The interdependencies among our retail locations for each region primarily result from the dealer agreements with our manufacturers for specific regions and territories, synergies fulfilling customer sales orders, management personnel, marketing, and other shared administrative resources among the regions. Dealer agreements are aligned at the regional level and not at the retail location level. Additionally, our acquisitions over the years into new regions and geographic territories generally include the operations of boat dealers with multiple locations over certain geographic areas. These factors have resulted in identifiable cash flows for each region being largely independent of the cash flows of other regions’ assets and liabilities. We have determined that the regional level is the lowest level for which identifiable cash flows are largely independent of the cash flows of other assets and liabilities. Based on these interdependencies, our regions are as follows: East Florida, West Florida, North Florida, Florida Northcentral, Carolinas, Georgia, Texas, Oklahoma, New Jersey, New York, Minnesota, Ohio, Missouri, and New England (which consists of Massachusetts, Connecticut, and Rhode Island). We derive a significant amount of our revenue from the state of Florida, as disclosed in our Form 10-K for the Fiscal Year Ended September 30, 2019, and as such, Florida is divided further into separate regions due to its high number of retail locations as compared to other states and geographic areas.

Comment #2

Form 8-K Filed October 29, 2019

Exhibit 99.1, page 3

 

  2.

You present a non-GAAP measures called “adjusted net income” and “adjusted diluted EPS”, which have been adjusted for “unusual items, net”. In future releases, please expand your disclosure to separately quantify each adjustment included in “unusual items, net” and include the other applicable disclosures required by Item 10(e)(1)(i) of Regulation S-K. Please also tell us the consideration you gave to Question 102.11 of the Non-GAAP Financial Measures Compliance and Disclosure Interpretations, including presenting the income tax impact attributable to your non-GAAP adjustments as a separate adjustment and disclosing how it was computed.

Response to Comment #2

In future releases, we will expand our disclosure to separately quantify each adjustment included in “unusual items, net” (or other similar line items) and include the other applicable disclosures required by Item 10(e)(1)(i) of Regulation S-K. In addition, we acknowledge the Staff’s comment regarding Question 102.11 of the Non-GAAP Financial Measures Compliance and Disclosure Interpretations, and we will present in future releases the income tax impact attributable to each non-GAAP adjustment as a separate adjustment (including disclosure on how such income tax impact was computed).
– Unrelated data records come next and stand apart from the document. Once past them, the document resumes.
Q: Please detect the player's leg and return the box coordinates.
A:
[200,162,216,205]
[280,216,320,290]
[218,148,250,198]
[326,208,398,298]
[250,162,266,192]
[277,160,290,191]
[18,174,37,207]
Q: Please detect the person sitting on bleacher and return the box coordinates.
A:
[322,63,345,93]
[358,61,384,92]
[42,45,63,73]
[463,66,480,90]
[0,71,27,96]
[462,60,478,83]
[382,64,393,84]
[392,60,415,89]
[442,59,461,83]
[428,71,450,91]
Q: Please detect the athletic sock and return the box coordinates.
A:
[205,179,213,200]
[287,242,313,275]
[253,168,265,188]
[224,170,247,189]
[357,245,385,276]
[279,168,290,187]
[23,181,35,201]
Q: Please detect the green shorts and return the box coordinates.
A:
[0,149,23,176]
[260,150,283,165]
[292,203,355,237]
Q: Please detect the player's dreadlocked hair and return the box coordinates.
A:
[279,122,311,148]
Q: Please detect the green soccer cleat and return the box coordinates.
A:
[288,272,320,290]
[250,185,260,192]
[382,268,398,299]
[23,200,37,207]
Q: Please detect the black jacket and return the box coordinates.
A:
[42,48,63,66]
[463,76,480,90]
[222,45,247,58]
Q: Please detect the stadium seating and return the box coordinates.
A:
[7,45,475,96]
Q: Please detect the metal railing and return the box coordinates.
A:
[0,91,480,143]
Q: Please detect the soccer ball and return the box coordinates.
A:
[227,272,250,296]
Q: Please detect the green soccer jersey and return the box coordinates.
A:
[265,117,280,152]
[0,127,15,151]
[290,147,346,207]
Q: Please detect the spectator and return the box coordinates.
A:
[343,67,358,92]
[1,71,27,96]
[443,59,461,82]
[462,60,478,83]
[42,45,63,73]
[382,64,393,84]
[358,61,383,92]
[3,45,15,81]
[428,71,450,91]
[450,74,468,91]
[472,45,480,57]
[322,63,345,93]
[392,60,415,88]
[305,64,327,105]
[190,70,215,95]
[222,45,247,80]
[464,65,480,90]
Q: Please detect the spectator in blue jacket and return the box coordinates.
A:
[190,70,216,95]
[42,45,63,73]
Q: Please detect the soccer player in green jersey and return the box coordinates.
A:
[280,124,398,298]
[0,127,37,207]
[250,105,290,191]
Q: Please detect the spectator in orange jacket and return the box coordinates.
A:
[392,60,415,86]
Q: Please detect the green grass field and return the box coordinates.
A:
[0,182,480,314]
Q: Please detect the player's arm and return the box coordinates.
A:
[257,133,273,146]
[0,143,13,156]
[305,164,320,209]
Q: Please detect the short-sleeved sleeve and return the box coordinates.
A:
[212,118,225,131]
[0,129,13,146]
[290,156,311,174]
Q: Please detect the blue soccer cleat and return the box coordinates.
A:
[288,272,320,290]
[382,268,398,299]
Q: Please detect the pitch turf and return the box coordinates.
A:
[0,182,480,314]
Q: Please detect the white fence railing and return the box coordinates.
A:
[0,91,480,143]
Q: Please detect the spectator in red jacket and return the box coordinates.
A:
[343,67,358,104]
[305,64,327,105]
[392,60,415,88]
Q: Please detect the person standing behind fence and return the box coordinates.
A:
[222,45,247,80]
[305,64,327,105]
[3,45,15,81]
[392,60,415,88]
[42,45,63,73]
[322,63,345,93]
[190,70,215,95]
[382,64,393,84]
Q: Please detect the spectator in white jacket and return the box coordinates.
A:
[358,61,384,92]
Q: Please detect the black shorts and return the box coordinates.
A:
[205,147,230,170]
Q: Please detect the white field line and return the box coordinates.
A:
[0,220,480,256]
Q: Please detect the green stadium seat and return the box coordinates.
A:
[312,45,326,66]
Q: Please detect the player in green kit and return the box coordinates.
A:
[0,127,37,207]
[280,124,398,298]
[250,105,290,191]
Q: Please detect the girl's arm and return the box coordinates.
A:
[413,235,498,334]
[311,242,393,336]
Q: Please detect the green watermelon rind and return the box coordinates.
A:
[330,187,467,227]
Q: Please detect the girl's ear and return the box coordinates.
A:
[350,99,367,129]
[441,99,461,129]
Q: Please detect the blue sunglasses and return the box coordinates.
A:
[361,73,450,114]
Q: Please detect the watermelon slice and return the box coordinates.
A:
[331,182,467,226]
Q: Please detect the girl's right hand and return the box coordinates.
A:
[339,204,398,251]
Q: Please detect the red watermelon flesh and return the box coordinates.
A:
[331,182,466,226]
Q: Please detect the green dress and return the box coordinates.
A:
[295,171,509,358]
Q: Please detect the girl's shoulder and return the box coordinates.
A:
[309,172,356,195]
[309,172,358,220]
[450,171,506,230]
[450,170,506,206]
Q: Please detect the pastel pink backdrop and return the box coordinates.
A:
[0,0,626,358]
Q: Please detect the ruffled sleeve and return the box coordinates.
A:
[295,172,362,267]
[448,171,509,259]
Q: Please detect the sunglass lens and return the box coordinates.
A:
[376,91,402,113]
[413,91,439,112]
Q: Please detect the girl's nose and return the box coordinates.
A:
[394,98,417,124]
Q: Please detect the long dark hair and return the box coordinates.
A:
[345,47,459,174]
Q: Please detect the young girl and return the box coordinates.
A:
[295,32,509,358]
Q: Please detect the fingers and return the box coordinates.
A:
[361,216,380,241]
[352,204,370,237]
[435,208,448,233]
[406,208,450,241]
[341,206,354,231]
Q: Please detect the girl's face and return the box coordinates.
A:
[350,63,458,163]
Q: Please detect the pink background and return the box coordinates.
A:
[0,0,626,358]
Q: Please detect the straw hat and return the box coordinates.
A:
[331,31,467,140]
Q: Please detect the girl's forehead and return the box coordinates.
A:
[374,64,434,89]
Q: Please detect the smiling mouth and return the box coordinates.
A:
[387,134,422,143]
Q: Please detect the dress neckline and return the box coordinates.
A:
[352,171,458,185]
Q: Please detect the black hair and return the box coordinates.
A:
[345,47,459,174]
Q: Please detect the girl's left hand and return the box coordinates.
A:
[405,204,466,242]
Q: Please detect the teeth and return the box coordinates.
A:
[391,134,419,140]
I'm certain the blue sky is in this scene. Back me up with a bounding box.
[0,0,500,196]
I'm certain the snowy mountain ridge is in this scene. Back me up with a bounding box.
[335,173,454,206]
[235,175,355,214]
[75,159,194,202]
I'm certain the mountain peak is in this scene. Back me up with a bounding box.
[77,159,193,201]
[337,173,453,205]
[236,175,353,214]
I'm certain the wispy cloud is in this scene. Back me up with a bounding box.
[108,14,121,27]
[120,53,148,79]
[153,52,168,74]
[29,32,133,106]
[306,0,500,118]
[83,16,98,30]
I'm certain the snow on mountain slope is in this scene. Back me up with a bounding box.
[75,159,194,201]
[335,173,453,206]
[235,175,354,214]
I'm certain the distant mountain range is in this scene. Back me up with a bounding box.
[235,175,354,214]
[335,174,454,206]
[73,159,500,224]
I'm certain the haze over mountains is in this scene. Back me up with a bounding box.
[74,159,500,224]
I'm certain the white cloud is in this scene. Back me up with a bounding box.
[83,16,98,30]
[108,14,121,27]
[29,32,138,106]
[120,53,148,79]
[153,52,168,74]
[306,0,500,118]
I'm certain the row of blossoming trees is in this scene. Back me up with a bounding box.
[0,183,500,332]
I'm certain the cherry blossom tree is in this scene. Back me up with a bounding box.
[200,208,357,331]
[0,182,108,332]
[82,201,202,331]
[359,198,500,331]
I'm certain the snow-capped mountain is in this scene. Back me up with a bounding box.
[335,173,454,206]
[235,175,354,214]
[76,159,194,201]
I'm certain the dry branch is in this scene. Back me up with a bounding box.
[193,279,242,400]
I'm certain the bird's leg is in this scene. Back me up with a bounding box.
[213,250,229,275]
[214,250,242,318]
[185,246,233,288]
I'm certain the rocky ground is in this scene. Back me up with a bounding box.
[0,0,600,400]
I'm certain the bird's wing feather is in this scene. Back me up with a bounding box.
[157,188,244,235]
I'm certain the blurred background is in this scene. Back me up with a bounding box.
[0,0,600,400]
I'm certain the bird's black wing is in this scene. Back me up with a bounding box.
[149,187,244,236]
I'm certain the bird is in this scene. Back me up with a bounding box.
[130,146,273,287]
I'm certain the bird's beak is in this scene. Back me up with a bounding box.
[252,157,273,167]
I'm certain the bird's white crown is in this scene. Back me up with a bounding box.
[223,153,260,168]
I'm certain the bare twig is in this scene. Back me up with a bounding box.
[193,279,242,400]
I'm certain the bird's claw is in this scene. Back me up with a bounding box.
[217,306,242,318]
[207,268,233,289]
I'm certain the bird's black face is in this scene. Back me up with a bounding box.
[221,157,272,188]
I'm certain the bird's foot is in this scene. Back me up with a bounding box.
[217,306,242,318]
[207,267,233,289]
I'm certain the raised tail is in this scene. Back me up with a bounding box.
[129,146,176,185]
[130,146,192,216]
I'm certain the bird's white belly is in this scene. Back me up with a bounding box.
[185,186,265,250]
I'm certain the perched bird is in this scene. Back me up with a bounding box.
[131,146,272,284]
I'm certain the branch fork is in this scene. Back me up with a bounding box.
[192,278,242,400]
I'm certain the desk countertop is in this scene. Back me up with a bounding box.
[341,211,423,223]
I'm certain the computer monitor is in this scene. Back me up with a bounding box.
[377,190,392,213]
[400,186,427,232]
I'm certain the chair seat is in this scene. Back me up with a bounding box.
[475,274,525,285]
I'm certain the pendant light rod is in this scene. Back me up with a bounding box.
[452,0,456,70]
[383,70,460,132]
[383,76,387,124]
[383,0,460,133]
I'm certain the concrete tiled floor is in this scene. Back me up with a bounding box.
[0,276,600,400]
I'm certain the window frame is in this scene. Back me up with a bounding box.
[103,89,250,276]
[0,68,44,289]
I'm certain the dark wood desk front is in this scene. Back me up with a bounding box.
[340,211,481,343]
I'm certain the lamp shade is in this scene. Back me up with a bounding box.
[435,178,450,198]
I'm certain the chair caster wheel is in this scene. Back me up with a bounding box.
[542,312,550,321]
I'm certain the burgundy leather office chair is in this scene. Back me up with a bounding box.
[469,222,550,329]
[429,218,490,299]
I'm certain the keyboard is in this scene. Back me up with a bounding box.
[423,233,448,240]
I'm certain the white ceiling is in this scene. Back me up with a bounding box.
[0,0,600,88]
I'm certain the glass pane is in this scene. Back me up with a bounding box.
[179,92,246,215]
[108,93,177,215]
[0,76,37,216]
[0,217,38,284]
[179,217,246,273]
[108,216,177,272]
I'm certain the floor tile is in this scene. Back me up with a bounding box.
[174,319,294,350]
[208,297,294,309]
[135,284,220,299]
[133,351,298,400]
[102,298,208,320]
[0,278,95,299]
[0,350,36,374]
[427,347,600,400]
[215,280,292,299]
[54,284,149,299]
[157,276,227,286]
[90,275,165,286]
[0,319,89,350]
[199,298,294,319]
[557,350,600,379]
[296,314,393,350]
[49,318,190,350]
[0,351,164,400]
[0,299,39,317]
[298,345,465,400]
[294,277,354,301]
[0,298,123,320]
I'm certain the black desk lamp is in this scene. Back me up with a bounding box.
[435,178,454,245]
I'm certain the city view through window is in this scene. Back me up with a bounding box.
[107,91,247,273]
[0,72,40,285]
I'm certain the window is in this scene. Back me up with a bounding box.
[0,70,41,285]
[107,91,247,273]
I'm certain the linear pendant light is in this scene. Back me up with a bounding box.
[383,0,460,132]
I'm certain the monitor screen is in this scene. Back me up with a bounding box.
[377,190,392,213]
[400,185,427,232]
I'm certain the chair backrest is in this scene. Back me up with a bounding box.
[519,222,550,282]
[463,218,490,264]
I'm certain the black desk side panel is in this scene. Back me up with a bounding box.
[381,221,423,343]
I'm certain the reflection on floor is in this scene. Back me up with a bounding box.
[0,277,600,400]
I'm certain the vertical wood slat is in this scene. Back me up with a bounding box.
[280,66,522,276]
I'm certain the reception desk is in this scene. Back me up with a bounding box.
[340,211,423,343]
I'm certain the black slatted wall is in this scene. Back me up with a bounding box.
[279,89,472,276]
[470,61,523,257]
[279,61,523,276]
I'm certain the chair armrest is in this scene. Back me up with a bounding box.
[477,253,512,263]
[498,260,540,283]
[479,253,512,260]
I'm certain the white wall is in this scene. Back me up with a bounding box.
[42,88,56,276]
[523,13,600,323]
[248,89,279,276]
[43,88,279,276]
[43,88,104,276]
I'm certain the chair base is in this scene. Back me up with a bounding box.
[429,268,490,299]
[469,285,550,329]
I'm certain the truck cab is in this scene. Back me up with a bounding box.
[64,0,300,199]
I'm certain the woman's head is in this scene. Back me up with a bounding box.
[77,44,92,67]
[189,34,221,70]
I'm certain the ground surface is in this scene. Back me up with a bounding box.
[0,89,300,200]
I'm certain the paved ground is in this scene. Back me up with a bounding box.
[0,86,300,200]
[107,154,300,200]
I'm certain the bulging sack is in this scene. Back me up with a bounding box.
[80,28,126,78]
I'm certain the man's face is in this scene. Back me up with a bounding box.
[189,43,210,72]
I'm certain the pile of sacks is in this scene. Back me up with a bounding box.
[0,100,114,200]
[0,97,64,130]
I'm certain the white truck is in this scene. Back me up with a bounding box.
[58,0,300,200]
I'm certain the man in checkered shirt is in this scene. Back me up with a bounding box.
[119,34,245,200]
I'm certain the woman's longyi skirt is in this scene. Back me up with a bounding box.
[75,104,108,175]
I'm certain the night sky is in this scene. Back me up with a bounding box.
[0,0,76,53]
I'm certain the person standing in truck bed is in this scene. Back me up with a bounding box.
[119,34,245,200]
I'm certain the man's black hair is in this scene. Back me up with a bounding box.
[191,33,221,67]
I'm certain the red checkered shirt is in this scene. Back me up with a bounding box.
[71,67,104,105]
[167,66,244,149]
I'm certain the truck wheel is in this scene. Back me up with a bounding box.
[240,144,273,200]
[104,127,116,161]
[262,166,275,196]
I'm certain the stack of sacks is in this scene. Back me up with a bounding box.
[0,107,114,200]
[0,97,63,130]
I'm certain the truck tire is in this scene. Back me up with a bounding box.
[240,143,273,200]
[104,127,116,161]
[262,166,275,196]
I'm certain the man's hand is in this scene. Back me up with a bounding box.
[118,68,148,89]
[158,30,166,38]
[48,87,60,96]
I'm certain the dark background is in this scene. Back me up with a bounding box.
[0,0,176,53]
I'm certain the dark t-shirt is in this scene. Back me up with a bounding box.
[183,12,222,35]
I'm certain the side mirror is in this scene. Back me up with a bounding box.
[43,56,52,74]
Securities and Exchange Commission

April 7, 2020

Page 3 of 3

 

MarineMax believes that the foregoing responds fully to each of the questions in the Staff’s March 30, 2020 Comment Letter. If you have any questions or comments regarding these responses or require any additional information, please do not hesitate to contact me at (727) 531-1700.

 

Respectfully submitted,

MarineMax, Inc.

By: 

 

/s/  Michael H. McLamb

 

Michael H. McLamb

 

Chief Financial Officer

 

CC:

W. Brett McGill, Chief Executive Officer and President, MarineMax, Inc.